Raozan Government College
- Type: Public
- Established: 1963
- Founder: AKM Fazlul Kabir Chowdhury
- Principal: Salim Nawaz Chowdhury
- Students: 4000+
- Undergraduates: 2000+
- Location: Sultanpur, Raozan Upazila, Chittagong District, Bangladesh 22°32′03″N 91°54′45″E﻿ / ﻿22.5342°N 91.9125°E
- Website: raozancollege.edu.bd

= Raozan Government College =

College in Bangladesh

Raozan Government College, Chittagong (রাউজান সরকারি কলেজ) is a government-run, honors-level degree college in Raozan Upazila, Chittagong District, Bangladesh. It was founded in 1963 by AKM Fazlul Kabir Chowdhury, a member of the East Pakistan Provincial Assembly.

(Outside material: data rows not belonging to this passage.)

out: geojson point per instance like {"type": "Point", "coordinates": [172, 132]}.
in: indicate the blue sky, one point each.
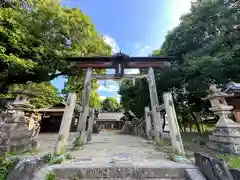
{"type": "Point", "coordinates": [137, 27]}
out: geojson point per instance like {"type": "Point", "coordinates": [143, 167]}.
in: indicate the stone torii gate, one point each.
{"type": "Point", "coordinates": [119, 62]}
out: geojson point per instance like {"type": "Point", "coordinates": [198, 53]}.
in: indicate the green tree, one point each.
{"type": "Point", "coordinates": [37, 36]}
{"type": "Point", "coordinates": [110, 104]}
{"type": "Point", "coordinates": [206, 48]}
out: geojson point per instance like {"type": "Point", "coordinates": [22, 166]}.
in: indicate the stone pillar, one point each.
{"type": "Point", "coordinates": [90, 125]}
{"type": "Point", "coordinates": [148, 123]}
{"type": "Point", "coordinates": [80, 140]}
{"type": "Point", "coordinates": [154, 104]}
{"type": "Point", "coordinates": [66, 124]}
{"type": "Point", "coordinates": [175, 134]}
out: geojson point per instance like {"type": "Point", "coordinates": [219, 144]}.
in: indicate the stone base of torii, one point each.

In 2017, the Directorate of Secondary and Higher Education ordered that the college, which had been private, would be nationalized.

The campus is located on the south side of the Chittagong-Rangamati Highway in Sultanpur, Raozan Municipality, Chittagong. It is about 750 m south of the Upazila headquarters. BDT 12.1 million (US$150,000) has been allocated for the construction of a four-story information technology building.